Drei Teams von Stonewall FC gehen regelmäßig auf Torejagd. Neben der ersten Mannschaft, die am offiziellen Ligabetrieb teilnimmt (vergleichbar mit der deutschen Landesliga), nennen sich die beiden anderen Mannschaften bewusst Sonntags- und Freizeitkicker. Mehr als 70 Mitglieder zählt der Club. Fast könnte man meinen, es handele sich um einen ganz normalen Fußballverein. Nach dem Spiel geht es gemeinsam ins Pub, es wird diskutiert, über den hart einsteigenden Gegner, den Schiedsrichter, der vielleicht etwas gegen Schwulen haben könnte – und die homophoben Sprüche, die auch heute noch fallen.
„Wir werden als Menschen wahrgenommen, die ernsthaft Fußball betreiben.“
Nicht vergessen sind die Beschimpfungen von Gegnern und Zuschauern in der Anfangszeit. Doch vieles habe sich in den vergangenen Jahren gebessert, so Eric Najib, der sich 2001 dem Verein anschloss.
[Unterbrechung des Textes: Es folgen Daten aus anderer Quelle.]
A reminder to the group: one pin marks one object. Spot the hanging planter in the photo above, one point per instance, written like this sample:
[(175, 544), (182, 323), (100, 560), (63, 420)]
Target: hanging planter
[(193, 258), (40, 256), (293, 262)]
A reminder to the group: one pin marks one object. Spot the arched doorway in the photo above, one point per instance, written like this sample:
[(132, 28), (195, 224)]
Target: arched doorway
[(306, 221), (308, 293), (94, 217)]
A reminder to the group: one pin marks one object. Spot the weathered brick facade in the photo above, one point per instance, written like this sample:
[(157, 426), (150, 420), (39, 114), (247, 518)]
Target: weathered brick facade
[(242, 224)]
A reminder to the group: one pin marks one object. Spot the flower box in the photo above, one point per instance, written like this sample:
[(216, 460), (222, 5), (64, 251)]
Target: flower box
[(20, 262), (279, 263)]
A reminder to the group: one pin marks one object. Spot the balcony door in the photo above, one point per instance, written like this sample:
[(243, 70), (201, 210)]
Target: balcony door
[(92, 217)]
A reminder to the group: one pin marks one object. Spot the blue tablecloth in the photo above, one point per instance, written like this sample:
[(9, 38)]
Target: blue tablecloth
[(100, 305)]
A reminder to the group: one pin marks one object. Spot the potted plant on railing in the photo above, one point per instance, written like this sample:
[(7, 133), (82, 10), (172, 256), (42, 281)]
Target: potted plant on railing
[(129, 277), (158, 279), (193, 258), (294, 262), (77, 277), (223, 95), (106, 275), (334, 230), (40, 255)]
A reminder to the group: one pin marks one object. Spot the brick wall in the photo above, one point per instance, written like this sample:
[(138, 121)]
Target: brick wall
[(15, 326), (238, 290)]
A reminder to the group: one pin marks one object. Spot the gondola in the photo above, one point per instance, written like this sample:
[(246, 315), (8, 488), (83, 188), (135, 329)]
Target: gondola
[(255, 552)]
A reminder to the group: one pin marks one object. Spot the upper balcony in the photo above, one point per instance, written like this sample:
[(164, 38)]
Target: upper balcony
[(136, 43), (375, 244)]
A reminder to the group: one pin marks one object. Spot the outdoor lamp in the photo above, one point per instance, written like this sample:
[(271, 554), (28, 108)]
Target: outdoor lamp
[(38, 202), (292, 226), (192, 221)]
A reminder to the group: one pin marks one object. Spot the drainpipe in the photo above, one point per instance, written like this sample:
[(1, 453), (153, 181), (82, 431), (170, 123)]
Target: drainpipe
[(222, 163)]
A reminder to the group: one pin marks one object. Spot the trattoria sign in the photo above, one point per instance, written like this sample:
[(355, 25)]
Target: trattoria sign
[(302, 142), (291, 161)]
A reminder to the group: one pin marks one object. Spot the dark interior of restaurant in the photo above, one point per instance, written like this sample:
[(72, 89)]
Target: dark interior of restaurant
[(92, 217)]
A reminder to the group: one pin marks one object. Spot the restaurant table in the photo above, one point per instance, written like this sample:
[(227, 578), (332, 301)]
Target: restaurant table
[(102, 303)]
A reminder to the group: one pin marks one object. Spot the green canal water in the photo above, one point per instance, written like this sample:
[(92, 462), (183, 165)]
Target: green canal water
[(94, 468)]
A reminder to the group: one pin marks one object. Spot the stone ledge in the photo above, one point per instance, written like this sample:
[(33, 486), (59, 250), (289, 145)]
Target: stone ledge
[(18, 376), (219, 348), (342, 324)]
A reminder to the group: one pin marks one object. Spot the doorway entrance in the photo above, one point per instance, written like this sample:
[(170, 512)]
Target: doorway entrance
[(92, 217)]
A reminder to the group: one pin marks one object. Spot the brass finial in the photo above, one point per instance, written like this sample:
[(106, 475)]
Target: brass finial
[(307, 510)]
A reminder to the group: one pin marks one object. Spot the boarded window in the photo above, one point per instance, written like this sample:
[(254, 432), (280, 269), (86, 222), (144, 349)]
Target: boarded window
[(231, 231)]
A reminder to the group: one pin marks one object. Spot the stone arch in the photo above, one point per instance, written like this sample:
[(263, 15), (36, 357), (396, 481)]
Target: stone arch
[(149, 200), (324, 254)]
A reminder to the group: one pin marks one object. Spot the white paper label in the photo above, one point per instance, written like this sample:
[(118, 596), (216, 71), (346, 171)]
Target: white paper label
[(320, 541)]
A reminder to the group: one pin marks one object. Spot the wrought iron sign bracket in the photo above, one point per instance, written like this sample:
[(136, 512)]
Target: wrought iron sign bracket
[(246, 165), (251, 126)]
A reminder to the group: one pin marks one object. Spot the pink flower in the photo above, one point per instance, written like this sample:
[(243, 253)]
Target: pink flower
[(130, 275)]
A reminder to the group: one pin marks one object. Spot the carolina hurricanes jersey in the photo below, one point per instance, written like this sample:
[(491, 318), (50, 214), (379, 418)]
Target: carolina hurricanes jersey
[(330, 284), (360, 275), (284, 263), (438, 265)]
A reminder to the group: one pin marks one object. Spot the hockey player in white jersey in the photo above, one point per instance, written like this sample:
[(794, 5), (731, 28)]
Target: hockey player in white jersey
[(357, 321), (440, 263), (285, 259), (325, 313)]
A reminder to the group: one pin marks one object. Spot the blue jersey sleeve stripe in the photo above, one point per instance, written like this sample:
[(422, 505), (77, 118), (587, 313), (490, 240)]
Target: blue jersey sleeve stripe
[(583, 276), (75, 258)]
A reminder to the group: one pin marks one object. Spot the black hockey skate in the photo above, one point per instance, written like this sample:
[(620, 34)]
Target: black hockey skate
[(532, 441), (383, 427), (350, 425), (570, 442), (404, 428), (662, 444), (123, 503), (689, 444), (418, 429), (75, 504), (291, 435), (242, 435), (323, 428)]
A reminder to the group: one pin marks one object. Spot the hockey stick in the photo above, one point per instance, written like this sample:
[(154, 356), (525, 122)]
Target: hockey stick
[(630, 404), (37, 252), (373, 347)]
Ein Grund dafür sieht Najib darin, dass sich sein Team von den Stereotypen, die immer noch als Vorurteil in den Köpfen vieler herumgeistern, unterscheiden. „Wir werden als Menschen wahrgenommen, die ernsthaft Fußball betreiben. Das hilft auf dem Weg zur Normalität ungemein.“ Natürlich sei England ein „aufgeschlossenes Land“, London eine kosmopolitische Stadt, doch Najib will sich nicht zurücklehnen.
Die Fußballer aus Stonewall wollen aber nicht nur auf dem Fußballplatz zeigen, dass Schwule durchaus mit dem runden Leder umgehen können. Najib sieht es als gesellschaftliche Aufgabe an, die verstaubte Einstellung mancher Menschen zu ändern. Stonewall engagiert sich deshalb in der Community, betreibt Netzwerk-Arbeit. Dass sich ausgerechnet die Großbank Barclays, Namensgeber und Hauptsponsor der Premier League, in Stonewall engagiert, gibt den schwulen Kickern zusätzlichen Auftrieb. Ob die Zeit auch reif ist für das Outing eines englischen Profis? Eric Najib schaut jetzt überhaupt nicht mehr grimmig drein. „Es wird eines Tages passieren und ich denke, dieser Fußballer wird große Unterstützung erfahren. Ja, England ist bereit, einen schwulen Fußballprofi zu akzeptieren.“
Bis es jedoch soweit ist, müssen sich die Fußballer von Stonewall FC immer mal wieder einen schwulenfeindlichen Spruch anhören. Doch Eric Najib reagiert in solchen Momenten nicht etwa wie sein Namensvetter Cantona es vielleicht tun würde. Najib, der nicht verlieren kann, wird zum Diplomat: „Meine Antwort auf Provokation ist die Bildung.“ Er knöpft sich den Gegner nicht vor, sondern redet mit ihm. Nach dem Spiel. Ruhig und sachlich erklärt er ihm dann, dass ein als Spaß verstandener Spruch zuweilen auch rassistisch sein kann. Und verletzend. Eric Najib muss im vornehmen Barnes nicht nur Bälle halten, sondern manchmal auch junge Fußballer erziehen. Alltag beim erfolgreichsten schwulen Fußballverein der Welt.